As lawyers succeeded priests, so, it is thought, will doctors succeed their brethren in the law. Their power is growing. Every year increases their authority over the people. Let them beware lest, by insisting upon an extension of their sovereignty in such an arbitrary manner, while it is yet in its infancy, they may for ever wreck their prospects of coming rule. Our objection to the Acts, put simply and briefly, amounts to this. They places the honour and reputation of woman in the hands of informers, profligates, and policemen. Her honour is to a woman what life is to a man. Yet by these Acts the accusation of one witness, founded, as it was admitted before the Commissioners, upon the hints of the loosest men, and the most depraved of woman, is sufficient to stamp a woman with disgrace and send her home with character blasted for ever. Nearly all the safeguards with which the law jealously surrounds the liberty, the property, and life of man, are removed in order to facilitate the sacrifice of the reputation, the modesty, and a fair fame of woman. Admitting that the Police do their duty as well as mortal men can, still we refuse – emphatically and persistently refuse – to consent to place the reputation of any woman at their mercy. But we admit that if the supporters of these Acts could prove that they achieved the end for which they were passed, considerable tampering, even with the liberty of the subject, might be excused, although we would never sanction, even in this case, any inroads upon the liberty of the sex that is un-represented in Parliament, and is denied any means of bringing its wishes to bear upon the Government.

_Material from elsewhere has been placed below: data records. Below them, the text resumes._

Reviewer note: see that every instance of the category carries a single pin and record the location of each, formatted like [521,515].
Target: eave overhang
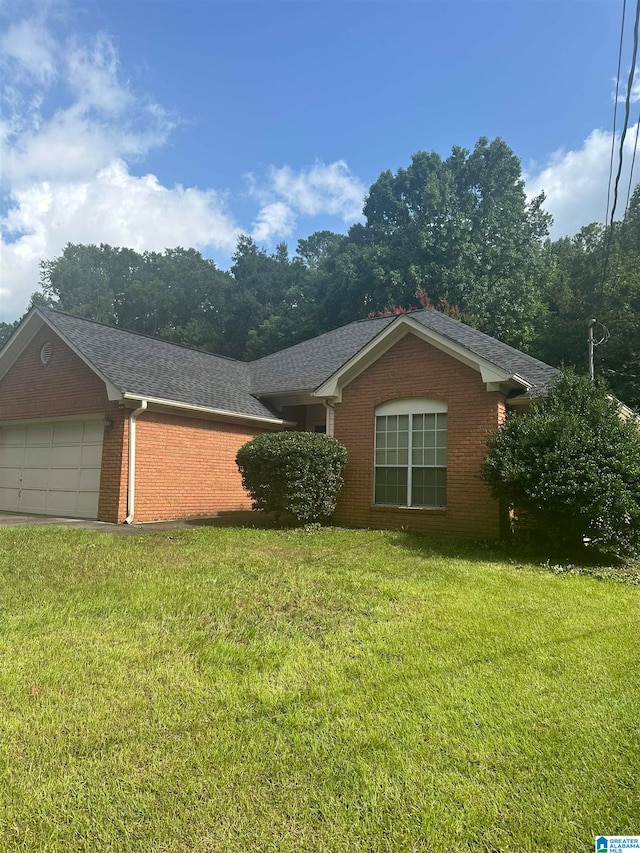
[26,332]
[133,400]
[494,377]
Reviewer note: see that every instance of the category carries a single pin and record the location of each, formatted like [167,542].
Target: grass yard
[252,690]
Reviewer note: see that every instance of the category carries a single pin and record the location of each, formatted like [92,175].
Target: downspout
[131,479]
[330,410]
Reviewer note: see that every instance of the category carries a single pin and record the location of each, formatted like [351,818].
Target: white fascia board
[302,397]
[205,410]
[19,341]
[491,374]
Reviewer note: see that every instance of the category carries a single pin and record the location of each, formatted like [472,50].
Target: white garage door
[51,468]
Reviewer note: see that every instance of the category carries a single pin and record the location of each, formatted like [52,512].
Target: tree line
[458,233]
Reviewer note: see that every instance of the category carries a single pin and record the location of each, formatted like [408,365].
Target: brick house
[97,422]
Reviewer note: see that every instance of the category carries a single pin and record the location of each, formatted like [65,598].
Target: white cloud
[71,126]
[319,190]
[66,175]
[112,207]
[275,219]
[575,182]
[30,46]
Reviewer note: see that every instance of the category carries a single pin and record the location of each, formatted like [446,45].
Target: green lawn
[254,690]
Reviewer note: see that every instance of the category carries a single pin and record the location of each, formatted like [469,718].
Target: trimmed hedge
[573,465]
[293,473]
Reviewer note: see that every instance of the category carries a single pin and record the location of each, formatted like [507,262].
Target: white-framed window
[411,453]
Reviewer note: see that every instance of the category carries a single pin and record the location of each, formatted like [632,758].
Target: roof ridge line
[140,334]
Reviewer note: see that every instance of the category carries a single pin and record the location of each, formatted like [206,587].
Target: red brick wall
[412,368]
[66,386]
[186,467]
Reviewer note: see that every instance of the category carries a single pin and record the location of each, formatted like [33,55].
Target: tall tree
[461,230]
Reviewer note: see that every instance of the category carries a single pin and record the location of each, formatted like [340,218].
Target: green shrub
[573,466]
[293,473]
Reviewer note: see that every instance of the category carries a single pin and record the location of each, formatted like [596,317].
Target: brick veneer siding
[413,368]
[186,467]
[67,387]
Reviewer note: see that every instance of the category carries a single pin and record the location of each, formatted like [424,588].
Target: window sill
[438,510]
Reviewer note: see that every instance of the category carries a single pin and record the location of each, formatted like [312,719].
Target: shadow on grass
[532,554]
[241,518]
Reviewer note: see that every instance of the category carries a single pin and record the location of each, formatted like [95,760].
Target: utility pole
[591,324]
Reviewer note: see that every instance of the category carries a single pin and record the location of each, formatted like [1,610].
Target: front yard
[250,690]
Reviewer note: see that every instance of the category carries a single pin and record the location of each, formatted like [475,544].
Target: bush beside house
[293,473]
[573,466]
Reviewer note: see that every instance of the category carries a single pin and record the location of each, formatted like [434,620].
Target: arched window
[411,453]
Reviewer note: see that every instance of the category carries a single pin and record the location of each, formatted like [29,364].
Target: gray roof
[148,367]
[307,365]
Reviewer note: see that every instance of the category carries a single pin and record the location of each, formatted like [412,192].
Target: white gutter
[172,404]
[131,480]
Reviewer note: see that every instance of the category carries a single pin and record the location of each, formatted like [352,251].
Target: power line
[623,135]
[615,108]
[633,161]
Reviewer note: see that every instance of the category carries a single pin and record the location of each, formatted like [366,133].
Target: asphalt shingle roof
[148,367]
[307,365]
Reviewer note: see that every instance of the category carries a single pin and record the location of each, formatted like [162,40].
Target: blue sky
[153,124]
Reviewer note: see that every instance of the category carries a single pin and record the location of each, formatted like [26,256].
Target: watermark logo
[617,843]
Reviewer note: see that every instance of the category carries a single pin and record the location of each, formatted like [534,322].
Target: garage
[51,468]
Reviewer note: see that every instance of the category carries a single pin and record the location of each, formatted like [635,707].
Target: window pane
[391,486]
[429,487]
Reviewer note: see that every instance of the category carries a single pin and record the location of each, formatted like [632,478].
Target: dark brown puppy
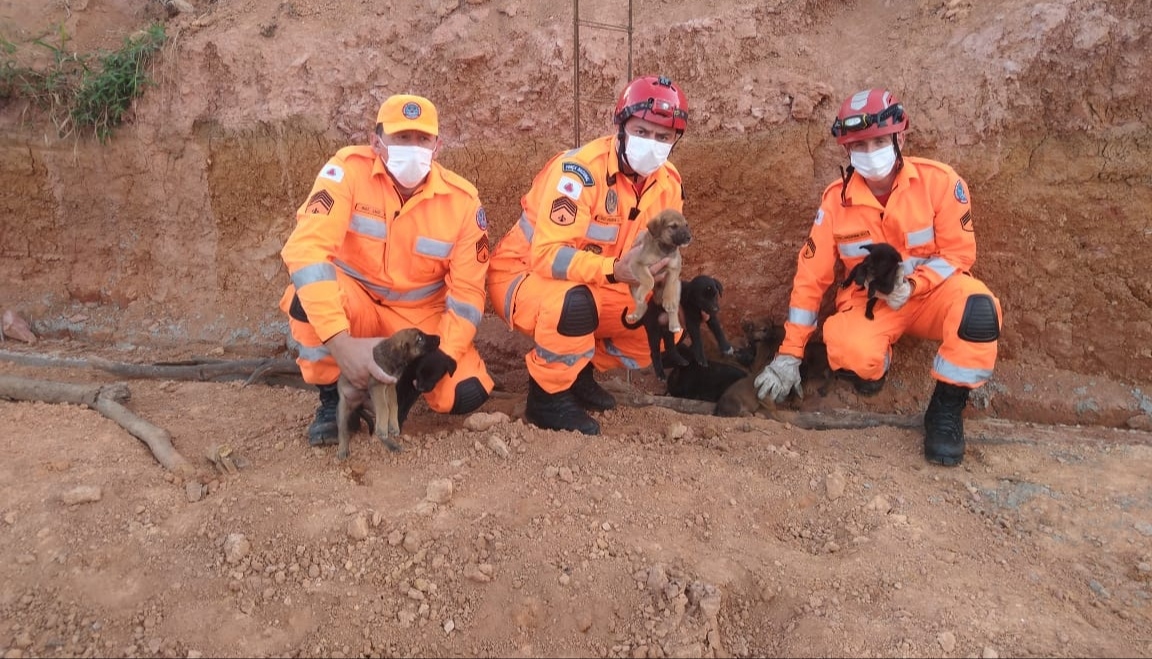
[393,355]
[667,232]
[879,272]
[741,398]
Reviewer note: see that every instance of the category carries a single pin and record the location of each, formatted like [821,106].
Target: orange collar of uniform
[613,168]
[433,184]
[858,192]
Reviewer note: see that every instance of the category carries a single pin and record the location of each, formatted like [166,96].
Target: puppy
[699,298]
[741,398]
[879,272]
[667,232]
[698,383]
[661,341]
[394,355]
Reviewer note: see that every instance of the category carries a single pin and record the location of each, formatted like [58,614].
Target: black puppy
[700,383]
[698,297]
[879,272]
[661,341]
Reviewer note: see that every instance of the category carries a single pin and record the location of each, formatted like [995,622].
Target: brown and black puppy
[394,356]
[667,232]
[879,272]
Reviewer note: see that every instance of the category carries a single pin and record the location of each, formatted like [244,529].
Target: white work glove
[779,378]
[899,295]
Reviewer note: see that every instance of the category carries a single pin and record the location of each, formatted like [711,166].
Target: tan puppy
[667,232]
[393,355]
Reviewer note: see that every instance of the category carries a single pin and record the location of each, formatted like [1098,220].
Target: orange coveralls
[362,260]
[929,219]
[580,216]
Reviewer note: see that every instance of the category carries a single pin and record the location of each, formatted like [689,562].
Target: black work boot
[589,393]
[324,426]
[406,398]
[944,425]
[556,411]
[865,387]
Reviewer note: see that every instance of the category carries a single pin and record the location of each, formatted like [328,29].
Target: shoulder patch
[569,187]
[585,176]
[563,211]
[482,249]
[965,222]
[809,248]
[961,194]
[333,173]
[320,204]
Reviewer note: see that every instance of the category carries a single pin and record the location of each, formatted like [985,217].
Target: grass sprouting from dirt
[78,91]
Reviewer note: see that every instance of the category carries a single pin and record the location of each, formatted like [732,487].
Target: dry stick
[250,370]
[105,400]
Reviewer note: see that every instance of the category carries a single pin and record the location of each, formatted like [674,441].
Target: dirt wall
[172,232]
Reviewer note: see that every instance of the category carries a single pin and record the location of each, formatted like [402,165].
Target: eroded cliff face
[172,230]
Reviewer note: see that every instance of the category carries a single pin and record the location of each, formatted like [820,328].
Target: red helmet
[866,114]
[656,99]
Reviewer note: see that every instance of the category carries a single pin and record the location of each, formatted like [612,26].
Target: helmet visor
[857,122]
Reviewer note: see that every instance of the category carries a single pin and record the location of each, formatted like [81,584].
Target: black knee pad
[578,316]
[470,394]
[296,310]
[979,324]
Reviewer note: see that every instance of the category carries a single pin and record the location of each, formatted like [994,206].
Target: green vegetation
[82,91]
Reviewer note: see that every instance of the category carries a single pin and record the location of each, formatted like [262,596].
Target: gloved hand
[431,368]
[899,295]
[779,378]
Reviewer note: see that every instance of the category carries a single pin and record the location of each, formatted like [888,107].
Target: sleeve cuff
[609,266]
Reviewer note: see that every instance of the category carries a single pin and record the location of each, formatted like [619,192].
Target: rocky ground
[672,535]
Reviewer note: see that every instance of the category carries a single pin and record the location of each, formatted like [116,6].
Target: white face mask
[874,165]
[409,165]
[645,156]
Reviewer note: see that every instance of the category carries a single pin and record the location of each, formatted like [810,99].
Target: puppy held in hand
[394,355]
[879,272]
[661,341]
[699,300]
[667,232]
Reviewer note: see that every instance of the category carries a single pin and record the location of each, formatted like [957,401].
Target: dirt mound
[673,533]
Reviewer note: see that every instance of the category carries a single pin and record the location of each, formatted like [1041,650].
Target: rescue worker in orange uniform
[388,239]
[561,273]
[923,209]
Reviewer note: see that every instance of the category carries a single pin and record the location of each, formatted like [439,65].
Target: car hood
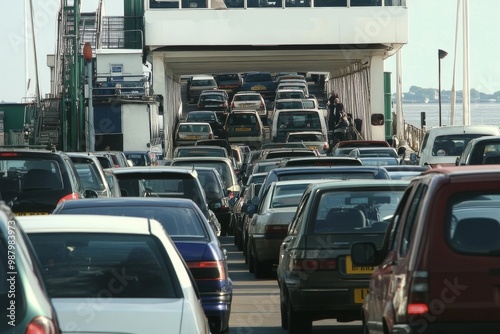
[118,315]
[197,251]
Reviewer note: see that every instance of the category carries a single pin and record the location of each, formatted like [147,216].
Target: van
[442,146]
[296,120]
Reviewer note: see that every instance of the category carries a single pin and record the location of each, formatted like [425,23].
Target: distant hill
[431,95]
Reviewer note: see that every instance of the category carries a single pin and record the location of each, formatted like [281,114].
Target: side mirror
[90,193]
[364,254]
[413,158]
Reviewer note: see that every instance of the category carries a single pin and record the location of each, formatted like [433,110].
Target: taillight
[207,270]
[419,293]
[69,197]
[314,264]
[42,325]
[276,230]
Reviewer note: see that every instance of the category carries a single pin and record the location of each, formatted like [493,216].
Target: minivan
[295,120]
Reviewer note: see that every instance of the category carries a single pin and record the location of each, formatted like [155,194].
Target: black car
[24,302]
[210,117]
[35,181]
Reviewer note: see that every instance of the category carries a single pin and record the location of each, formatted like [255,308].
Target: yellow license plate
[360,295]
[352,269]
[31,213]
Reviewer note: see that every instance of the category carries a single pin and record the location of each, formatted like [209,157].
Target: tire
[283,309]
[250,258]
[297,323]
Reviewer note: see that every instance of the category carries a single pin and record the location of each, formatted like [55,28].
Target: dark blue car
[193,237]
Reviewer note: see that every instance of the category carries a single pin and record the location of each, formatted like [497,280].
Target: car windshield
[287,195]
[90,177]
[27,175]
[359,211]
[82,265]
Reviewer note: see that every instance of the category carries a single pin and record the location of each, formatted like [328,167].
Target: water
[481,113]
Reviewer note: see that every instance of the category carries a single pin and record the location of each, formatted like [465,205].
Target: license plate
[356,270]
[31,213]
[360,295]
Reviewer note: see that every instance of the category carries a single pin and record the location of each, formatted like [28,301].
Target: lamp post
[441,55]
[87,55]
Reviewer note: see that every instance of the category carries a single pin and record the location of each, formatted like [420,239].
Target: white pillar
[376,96]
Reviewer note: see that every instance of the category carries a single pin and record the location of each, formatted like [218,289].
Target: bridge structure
[348,39]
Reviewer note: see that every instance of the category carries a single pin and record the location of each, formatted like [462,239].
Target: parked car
[35,181]
[286,121]
[269,224]
[199,83]
[126,266]
[225,168]
[230,82]
[24,302]
[138,158]
[214,100]
[187,133]
[163,181]
[245,127]
[200,151]
[91,173]
[210,117]
[245,100]
[312,139]
[481,151]
[442,249]
[442,146]
[315,273]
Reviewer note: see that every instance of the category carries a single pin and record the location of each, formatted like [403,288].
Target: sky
[432,26]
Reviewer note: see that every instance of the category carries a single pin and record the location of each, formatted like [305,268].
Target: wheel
[250,258]
[297,323]
[260,269]
[283,310]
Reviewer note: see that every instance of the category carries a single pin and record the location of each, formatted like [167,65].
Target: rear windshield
[82,265]
[358,211]
[473,225]
[299,120]
[256,77]
[27,175]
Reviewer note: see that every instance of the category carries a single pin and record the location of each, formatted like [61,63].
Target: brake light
[69,197]
[42,325]
[276,230]
[314,264]
[8,154]
[419,293]
[207,270]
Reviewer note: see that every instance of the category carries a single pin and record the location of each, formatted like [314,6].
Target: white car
[108,274]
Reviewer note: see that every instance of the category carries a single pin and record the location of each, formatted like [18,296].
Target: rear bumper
[422,326]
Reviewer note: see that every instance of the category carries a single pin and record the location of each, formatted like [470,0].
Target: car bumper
[268,249]
[429,327]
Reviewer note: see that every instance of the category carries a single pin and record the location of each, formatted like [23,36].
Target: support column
[377,96]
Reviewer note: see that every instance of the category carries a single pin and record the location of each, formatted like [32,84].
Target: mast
[466,89]
[453,88]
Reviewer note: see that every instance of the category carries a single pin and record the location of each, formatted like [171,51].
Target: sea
[487,113]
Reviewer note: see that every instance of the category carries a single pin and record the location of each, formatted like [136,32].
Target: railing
[223,4]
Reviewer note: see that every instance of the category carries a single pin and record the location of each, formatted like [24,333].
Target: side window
[411,218]
[298,220]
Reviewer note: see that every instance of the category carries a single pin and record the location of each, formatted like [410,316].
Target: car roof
[86,224]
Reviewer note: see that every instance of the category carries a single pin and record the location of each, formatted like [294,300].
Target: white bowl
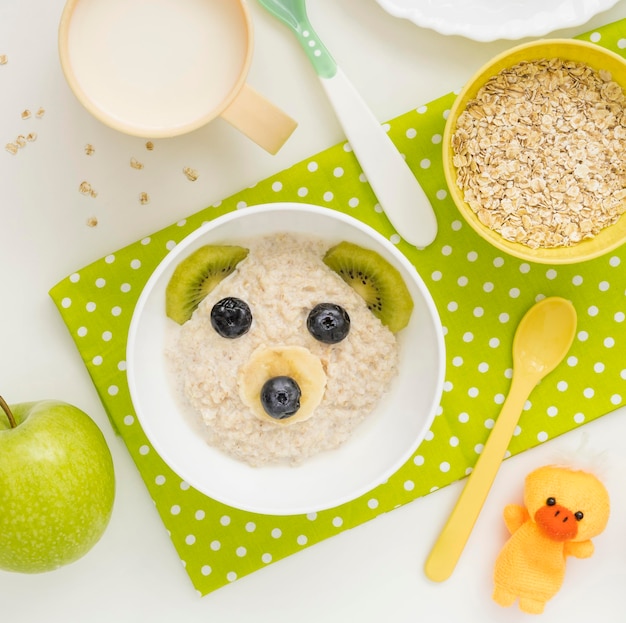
[378,447]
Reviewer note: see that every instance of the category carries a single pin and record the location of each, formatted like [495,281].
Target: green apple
[57,485]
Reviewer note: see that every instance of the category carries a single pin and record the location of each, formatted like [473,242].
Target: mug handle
[260,120]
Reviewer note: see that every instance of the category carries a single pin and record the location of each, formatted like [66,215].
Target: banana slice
[296,362]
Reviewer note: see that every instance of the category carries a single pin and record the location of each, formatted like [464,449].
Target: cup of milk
[162,68]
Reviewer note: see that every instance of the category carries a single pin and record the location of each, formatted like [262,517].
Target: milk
[157,64]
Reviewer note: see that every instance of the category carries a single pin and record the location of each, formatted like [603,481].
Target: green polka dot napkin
[481,295]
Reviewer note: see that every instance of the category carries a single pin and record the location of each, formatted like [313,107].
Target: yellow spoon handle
[448,547]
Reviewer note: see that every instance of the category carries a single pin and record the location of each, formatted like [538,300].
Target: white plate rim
[444,18]
[157,442]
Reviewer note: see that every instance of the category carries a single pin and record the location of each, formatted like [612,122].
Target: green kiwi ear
[378,282]
[196,276]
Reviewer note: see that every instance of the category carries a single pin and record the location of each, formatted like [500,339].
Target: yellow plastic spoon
[541,341]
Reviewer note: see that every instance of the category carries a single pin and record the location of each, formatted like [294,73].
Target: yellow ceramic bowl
[578,51]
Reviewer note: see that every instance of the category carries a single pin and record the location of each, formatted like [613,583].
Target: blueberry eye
[328,323]
[231,317]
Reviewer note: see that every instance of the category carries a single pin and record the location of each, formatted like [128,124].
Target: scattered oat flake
[191,174]
[85,188]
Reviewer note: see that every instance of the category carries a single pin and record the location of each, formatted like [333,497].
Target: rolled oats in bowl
[536,149]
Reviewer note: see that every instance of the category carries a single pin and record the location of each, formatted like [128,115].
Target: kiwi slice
[376,280]
[196,276]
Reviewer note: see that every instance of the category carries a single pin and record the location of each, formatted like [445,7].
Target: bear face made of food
[283,347]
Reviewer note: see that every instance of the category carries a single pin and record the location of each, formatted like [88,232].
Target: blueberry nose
[280,397]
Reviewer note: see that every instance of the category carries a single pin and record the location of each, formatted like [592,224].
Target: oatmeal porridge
[281,280]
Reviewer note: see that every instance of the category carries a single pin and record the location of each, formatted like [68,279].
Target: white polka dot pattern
[481,295]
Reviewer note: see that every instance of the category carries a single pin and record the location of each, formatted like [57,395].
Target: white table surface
[370,573]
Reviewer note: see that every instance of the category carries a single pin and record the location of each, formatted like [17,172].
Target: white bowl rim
[210,225]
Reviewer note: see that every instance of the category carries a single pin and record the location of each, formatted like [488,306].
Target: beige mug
[162,68]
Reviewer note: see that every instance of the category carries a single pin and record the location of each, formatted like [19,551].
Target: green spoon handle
[321,59]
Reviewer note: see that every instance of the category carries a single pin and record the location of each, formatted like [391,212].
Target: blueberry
[280,397]
[231,317]
[328,323]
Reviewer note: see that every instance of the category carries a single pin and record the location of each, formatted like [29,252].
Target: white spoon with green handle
[391,179]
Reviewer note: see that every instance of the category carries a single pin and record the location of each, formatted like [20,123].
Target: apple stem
[7,410]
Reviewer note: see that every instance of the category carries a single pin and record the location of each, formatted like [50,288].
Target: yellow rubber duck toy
[563,510]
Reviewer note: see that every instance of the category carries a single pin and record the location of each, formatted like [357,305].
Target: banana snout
[294,362]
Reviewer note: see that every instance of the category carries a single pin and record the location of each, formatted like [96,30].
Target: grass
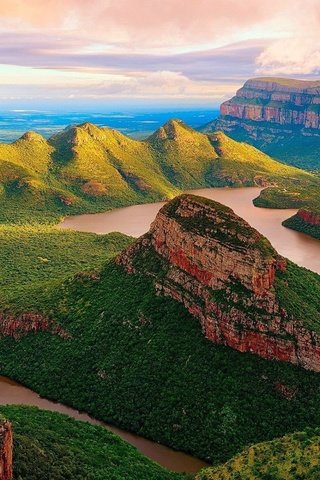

Can regulation, as it stands in the Contagious Diseases Acts, with all its loathsome details of police spies and medical inspection, appreciably check the ravages of syphilis? We appeal in this case not so much to the cases of a few isolated garrison towns, where they have been but a short time in operation, but to the cities where the regulation of prostitution has become a department of Government. Paris, in 1867, with a Bureau des Moeurs in full working order, with twenty-seven police officials and twenty examining surgeons, should certainly be able to show us good results. There, under Napoleon, they were hampered by no scruples about liberty of the subject. If anywhere, regulation in Paris should succeed. But what were the results? There were 3,853 regulated women, and an unregulated mass of 30,000 entirely beyond the reach of the department. Disease might be discerned in one, while it flourished unchecked in seven. The whole force of Bonapartist bureaucracy failed to secure the necessary examination of more than one seventh of the public women in its capital. It is the same at Berlin. While 1650 stand upon the register, over 13,000 are suspected. Clandestine prostitution increases enormously the moment regulation is attempted, and despotism itself cannot fasten its iron grip upon the class of suspects. When it tries to do, it crushes the liberty and the modesty of the innocent in its clumsy attempts to seize the guilty for examination. But not only is Governmental regulation a dead letter in relation to the masses of public women, but the most eminent authorities- those of Paris, for instance – insist that it is almost useless, unless it is applied to both sexes alike. This we know cannot be done. Hence we demand the repeal of the Acts, because they outrage our English notions of liberty and Justice; because they are practically useless, inasmuch as all the men, and a great proportion of the women, elude all regulation whatsoever; and because it is scandalously unfair that laws which they detest and abhor, should be forced upon the weaker sex, while we dare not apply the same measures, no matter how necessary, to the male portion of the community. When we come to consider what should be done, a wide field lies open on before us – too wide even to enter at present. Suffice it to say, that before anything can be attempted, these infamous Acts must be swept of the Statute Book of our land.